Can a phone this basic, this cheap be any good? Yes it can

Using the F3 is a straightforward affair once you've stopped looking for the menus that aren't there because this phone doesn't do what you other phones do.

motorola motofone f3 slimline cheap handset

Push 'up' or 'down' on the navigation key and you can change the ring tone - you get seven, all annoying, plus a rather supine vibrate - while 'left' and 'right' scroll through the 'menu', comprising write a text, read a text, see incoming/outgoing calls, select a (still annoying) ring tone, set the alarm, and change the time and date - that's your lot. Other keys select the phone book, start and end calls, and activate selections.

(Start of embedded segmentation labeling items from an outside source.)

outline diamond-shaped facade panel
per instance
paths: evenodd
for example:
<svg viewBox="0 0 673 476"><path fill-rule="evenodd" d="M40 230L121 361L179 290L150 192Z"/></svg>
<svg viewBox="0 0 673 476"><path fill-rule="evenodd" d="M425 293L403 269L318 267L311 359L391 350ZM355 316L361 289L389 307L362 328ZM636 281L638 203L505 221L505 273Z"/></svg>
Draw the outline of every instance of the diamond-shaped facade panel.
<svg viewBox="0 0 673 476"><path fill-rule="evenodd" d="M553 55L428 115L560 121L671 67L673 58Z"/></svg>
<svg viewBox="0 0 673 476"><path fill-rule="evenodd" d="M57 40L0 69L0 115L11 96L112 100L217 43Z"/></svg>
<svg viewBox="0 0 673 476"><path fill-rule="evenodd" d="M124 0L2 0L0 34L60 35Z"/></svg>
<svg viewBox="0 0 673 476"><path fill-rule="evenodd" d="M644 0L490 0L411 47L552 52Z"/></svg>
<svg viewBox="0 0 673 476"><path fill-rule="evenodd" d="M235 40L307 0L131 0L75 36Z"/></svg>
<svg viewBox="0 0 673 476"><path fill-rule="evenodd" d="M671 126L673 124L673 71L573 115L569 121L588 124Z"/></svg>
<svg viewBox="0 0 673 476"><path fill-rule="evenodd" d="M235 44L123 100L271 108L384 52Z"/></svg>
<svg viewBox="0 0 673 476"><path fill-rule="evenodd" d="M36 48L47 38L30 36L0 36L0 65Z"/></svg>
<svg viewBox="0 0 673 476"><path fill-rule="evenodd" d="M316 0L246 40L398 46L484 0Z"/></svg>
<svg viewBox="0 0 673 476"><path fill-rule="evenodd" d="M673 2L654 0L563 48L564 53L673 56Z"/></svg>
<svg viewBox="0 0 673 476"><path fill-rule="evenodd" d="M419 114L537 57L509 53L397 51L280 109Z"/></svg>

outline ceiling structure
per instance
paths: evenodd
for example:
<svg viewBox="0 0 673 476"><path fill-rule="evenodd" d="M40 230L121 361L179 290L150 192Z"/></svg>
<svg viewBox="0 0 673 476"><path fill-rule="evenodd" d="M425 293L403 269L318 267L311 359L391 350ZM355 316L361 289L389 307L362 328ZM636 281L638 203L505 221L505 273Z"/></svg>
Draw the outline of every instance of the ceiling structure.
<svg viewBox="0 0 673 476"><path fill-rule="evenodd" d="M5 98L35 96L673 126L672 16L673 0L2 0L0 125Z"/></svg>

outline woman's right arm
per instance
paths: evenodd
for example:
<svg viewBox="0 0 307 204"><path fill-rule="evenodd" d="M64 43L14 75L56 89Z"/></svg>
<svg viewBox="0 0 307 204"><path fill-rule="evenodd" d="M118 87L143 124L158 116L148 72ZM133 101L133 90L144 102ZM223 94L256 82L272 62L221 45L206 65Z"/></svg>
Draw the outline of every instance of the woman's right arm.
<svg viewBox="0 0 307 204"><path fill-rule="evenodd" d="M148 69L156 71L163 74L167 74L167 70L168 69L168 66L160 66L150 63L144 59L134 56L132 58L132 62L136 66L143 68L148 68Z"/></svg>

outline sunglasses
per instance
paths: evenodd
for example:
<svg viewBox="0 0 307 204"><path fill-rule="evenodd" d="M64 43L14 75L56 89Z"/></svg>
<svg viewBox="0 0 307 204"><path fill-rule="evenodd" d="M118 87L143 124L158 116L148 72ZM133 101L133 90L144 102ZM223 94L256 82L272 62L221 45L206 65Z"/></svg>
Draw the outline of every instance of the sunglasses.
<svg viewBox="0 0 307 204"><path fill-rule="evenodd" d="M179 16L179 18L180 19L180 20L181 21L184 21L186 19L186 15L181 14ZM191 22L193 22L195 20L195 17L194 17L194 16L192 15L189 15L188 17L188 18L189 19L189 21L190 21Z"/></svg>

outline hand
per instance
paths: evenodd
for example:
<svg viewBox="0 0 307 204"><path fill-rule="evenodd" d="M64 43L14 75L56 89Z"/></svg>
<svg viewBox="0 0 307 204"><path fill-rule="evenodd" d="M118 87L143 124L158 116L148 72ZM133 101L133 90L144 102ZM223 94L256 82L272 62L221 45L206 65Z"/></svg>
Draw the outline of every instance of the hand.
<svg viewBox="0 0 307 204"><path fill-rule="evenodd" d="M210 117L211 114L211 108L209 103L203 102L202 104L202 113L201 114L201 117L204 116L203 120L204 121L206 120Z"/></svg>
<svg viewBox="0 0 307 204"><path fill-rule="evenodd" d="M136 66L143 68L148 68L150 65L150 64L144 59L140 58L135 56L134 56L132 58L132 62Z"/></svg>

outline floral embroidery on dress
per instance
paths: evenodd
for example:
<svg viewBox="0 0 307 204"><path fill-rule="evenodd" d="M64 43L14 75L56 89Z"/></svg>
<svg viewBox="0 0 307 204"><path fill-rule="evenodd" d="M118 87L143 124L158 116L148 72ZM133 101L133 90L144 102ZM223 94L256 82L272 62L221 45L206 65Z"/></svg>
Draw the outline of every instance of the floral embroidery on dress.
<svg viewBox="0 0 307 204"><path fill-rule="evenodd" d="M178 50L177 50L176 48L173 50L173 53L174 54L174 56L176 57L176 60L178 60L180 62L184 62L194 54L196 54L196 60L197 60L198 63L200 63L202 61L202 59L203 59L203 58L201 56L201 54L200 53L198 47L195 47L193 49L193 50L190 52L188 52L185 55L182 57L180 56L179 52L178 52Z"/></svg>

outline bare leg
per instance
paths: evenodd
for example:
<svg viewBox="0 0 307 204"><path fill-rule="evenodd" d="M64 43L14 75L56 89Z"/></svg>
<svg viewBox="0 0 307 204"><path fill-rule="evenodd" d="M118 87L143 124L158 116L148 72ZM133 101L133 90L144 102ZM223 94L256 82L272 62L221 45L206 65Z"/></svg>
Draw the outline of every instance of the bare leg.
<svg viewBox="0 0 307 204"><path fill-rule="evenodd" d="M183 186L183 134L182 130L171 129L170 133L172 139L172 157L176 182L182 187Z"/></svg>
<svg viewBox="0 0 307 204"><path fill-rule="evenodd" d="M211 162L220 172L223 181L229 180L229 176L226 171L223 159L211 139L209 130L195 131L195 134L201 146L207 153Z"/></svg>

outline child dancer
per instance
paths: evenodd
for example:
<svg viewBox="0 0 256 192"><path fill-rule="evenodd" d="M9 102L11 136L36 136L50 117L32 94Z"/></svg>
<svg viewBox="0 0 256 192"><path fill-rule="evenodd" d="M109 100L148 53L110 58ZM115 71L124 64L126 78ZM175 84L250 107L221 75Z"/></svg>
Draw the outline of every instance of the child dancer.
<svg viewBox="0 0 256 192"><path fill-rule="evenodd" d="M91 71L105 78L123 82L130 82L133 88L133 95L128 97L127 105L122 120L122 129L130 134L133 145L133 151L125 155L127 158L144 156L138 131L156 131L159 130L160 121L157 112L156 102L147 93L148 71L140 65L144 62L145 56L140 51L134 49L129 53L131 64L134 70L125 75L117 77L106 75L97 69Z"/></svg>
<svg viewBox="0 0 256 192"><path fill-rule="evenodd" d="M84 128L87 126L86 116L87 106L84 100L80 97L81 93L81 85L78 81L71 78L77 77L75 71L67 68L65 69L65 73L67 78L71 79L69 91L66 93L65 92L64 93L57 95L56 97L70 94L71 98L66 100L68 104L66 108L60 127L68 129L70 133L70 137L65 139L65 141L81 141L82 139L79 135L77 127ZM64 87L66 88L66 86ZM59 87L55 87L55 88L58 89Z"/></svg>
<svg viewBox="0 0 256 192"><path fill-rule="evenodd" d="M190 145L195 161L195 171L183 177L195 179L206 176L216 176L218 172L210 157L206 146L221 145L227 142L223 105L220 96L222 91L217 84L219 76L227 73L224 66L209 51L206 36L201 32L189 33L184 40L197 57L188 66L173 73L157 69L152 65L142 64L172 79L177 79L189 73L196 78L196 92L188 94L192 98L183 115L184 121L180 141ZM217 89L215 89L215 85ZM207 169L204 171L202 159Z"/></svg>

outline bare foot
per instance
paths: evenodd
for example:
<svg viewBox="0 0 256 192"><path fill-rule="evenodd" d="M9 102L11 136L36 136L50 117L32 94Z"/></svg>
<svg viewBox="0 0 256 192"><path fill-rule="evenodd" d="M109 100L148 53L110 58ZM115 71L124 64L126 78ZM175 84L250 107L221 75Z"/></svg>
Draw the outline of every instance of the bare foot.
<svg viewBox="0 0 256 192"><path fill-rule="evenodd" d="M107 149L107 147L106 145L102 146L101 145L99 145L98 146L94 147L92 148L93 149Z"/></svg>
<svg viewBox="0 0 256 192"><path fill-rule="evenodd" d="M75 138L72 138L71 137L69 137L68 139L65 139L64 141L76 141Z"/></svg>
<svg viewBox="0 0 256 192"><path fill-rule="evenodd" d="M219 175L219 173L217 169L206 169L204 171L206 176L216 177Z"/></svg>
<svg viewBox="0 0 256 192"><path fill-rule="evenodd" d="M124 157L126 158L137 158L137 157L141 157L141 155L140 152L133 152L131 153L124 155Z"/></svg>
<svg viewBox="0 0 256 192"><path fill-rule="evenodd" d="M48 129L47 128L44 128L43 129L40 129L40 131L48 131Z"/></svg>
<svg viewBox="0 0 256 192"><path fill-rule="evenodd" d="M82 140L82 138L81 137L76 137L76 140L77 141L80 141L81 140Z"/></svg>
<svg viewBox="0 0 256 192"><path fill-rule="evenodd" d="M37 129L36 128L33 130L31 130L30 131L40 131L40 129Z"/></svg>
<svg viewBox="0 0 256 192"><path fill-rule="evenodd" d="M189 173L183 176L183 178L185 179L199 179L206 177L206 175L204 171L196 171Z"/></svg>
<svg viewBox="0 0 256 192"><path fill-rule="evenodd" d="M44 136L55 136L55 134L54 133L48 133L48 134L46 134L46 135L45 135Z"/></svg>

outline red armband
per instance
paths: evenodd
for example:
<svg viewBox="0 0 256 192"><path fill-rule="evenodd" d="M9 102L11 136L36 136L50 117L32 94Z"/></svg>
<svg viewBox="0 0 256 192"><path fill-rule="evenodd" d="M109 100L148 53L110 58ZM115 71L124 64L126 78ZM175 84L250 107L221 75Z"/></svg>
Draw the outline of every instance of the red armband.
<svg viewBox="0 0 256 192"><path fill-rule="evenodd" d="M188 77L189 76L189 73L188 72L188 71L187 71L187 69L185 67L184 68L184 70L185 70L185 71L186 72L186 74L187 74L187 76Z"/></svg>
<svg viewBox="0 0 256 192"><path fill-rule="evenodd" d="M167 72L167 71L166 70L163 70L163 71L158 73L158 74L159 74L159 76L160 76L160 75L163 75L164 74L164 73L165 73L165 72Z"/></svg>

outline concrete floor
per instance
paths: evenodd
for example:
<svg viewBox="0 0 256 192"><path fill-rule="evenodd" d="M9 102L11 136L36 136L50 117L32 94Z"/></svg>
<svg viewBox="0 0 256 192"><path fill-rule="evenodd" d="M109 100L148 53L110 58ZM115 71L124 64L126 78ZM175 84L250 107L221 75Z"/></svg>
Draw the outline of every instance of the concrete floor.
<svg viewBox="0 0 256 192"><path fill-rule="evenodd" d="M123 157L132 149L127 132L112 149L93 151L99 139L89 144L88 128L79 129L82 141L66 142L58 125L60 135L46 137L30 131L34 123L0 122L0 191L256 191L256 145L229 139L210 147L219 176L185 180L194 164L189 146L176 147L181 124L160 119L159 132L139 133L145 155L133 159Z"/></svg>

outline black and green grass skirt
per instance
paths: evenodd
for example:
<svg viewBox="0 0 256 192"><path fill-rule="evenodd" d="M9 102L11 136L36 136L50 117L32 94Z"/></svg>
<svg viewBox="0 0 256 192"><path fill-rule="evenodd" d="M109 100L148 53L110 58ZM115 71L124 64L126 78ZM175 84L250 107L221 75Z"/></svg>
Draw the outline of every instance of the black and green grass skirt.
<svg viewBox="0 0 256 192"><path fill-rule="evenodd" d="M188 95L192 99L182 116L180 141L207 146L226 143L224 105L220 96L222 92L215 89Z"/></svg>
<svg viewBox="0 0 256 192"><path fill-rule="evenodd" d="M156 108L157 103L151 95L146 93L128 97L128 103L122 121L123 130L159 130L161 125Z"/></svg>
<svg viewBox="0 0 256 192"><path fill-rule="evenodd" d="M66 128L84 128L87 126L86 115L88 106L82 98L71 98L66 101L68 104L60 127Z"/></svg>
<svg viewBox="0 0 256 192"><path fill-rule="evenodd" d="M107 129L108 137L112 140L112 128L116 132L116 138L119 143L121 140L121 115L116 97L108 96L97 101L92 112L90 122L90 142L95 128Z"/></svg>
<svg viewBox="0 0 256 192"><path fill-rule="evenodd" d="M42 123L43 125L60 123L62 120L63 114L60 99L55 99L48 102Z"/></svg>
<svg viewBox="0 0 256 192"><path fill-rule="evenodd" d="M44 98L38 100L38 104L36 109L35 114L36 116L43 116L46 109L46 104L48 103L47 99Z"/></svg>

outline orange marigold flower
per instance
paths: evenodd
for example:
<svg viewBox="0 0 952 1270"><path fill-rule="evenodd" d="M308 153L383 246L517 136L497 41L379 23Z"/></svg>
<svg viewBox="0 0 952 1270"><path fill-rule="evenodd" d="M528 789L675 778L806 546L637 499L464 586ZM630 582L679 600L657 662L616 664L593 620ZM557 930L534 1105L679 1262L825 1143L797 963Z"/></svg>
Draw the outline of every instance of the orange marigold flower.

The twit-proof instruction leaflet isn't really all that necessary but is nevertheless a model of clarity and conciseness.

The aforementioned phone book is stored on the SIM. So change your SIM and you lose your contacts. This was a feature of the C113 and was annoying on that too. On the subject of storing information, the F3 doesn't keep sent text messages at all - more proof that voice communication is really the raison d'être for the F3.

And then there's the screen. The Screen. It's the F3's party piece. Called a ClearVision Display (CVD) it is based on e-paper from E Ink. It's conumes an extremely small amount of power as it only needs to draw energy when the display is modified, so it will continue to show information even when switched off. The downside is that all you get is a monochrome display that looks like it belongs on an LCD desktop calculator made in 1978. It consists of only two lines of text, six characters per line.

All characters are represented in upper case apart from O and D, which would otherwise be mistaken for a zero, though all texts are sent in lower case. It all works fine if the limit of your text ambitions is "how r u", but anyone prone to penning longer SMS missives and screeds may feel a little restricted, not least by the complete lack of commas, quotation marks, @ signs, hashes etc. On incoming texts anything that can't be represented correctly comes out as a hyphen, which can be rather confusion at first glance. On the plus side, what does appear correctly on the screen is large, clear and very easy to read, and that will prove a boon to the elderly or anyone with poor eyesight.